The promise of critical reflection: promises and contradictions, Brookfield, 2009
• It is not thinking hard on a subject But:
1. questioning the power relationships
2. it assumes that small issues between minority struggles of equality exist in the wider world.
3. It takes its focus on challenging set hegemonic practice power dynamics
4. assuming that those forces that may be in our best interest may be working against us.
5. There is I believe a link to the post modern here. The methodology of pragmatist construction varies a point of view between person and context. Each viewer sees through their own constructed lens.
• CT is grounded on three core assumptions that : 1 the world be being democratic is unequal with all the issues and problems that exist in a democracy. 2.The system is perceived as normal and this seen as a self protecting system not to be challenged. 3. That CT is a challenge to that system and a prelude to changing it.
• Bourdieu- 1977, our way of understanding the world, our “habitus” our constructed reality through our own experience and context. The cultural capital we bring especially pertinent in art education.
• Raymond Williams 1977 goes on in the same manner as Bourdieu that we are shaped products of our, social habits, cultural forms, these legitimise political, educational structures. That represents the order of things. Again the main issue when judging success within art students comes down to this in my context.
• A wonderful phrase ‘the subtlety of hegemony is that it becomes deeply embedded part of the cultural air we breathe’. In the fabric.
• The conspiracy of normal.
• The dark side to the sense of vocation, social workers- exploited and manipulated. Vocation becomes hegemonic when workers are given extra responsibility, duties far exceed their energy and capacities, it destroys health and relationships. This is the private school, you must do more, you are judged on your last mistake, how late you go home, how early you arrive the next day, the prestige of the teams you coach, the extra student competitions, the rehearsals, excursions, galley student exhibitions, I’m so tired, I worked so hard on the weekend, my paperwork is huge, ,,,on and on the badge of honour. Not once is there ever a comment on the quality and effectiveness of vocation.
A passage that illustrates the danger of inbred cultures within schools.
Notes on a scandal.
This passage from notes on a scandal by Zoë Heller page 16, illustrates my concern at my arrival at my present school 2005 where old boys were the continuation of a culture of mediocrity and misogyny. The danger of a culture that does nothing but reproduce itself is nothing if not dangerous and against anything this unit tries to explore.

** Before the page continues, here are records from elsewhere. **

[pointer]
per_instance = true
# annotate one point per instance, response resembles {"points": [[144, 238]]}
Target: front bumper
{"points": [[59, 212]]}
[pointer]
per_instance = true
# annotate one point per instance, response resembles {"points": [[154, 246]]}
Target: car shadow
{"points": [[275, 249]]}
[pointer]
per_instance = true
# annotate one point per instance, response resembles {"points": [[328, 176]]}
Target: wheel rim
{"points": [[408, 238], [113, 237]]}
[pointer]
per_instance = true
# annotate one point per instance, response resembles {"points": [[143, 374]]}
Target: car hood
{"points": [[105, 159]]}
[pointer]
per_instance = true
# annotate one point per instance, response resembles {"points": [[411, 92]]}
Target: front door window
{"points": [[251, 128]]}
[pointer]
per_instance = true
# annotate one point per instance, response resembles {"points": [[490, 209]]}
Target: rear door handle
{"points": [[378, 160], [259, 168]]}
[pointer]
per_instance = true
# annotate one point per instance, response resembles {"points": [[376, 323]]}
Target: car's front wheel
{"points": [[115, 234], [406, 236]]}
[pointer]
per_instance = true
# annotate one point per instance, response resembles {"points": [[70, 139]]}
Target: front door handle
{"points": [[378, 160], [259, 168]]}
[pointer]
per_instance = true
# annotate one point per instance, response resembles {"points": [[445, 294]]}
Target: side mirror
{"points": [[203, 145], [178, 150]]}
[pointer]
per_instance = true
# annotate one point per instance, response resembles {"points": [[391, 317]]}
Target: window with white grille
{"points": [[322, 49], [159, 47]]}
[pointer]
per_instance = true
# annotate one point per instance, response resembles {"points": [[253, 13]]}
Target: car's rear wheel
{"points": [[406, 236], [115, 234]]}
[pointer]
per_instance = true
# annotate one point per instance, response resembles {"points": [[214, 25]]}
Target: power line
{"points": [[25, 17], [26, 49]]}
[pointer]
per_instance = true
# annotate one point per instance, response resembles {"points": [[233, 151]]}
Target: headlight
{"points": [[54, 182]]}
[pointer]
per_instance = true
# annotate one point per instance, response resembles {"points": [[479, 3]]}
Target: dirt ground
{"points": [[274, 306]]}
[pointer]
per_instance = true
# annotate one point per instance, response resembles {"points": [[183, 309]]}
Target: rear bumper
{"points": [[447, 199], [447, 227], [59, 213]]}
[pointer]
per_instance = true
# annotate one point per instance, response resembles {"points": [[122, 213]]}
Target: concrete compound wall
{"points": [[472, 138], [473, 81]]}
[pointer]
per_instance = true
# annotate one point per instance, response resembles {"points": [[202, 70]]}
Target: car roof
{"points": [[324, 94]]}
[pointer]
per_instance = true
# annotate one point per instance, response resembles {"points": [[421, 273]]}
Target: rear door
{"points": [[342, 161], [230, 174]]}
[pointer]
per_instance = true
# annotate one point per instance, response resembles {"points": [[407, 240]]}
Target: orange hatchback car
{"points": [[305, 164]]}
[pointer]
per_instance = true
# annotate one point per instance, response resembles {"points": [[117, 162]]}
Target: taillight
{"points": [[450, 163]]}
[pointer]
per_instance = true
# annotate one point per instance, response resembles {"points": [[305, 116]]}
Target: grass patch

“But the truth is, St George’s alumni make exceptionally poor teachers. Its not that they don’t know anything about anything(which they don’t.) Or even that they are complacent about their ignorance. (I once heard Elaine blithely identifying Boris Yeltsin as ‘the Russian who doesn’t have a thingy on his head’.) The real issue is one of personality. Invariably, pupils who come back to teach at St Georges are emotionally suspect characters-people who have summarised that the world is a frightening place and who have responded by simply staying put. They’ll never have to try going home again because they’re never going to leave. I have a vision sometimes of the pupils of these ex-pupils producing more ex-pupils who return to St Georges as teachers, and so on. It would take only a couple of generations for the school to become entirely populated by dolts.’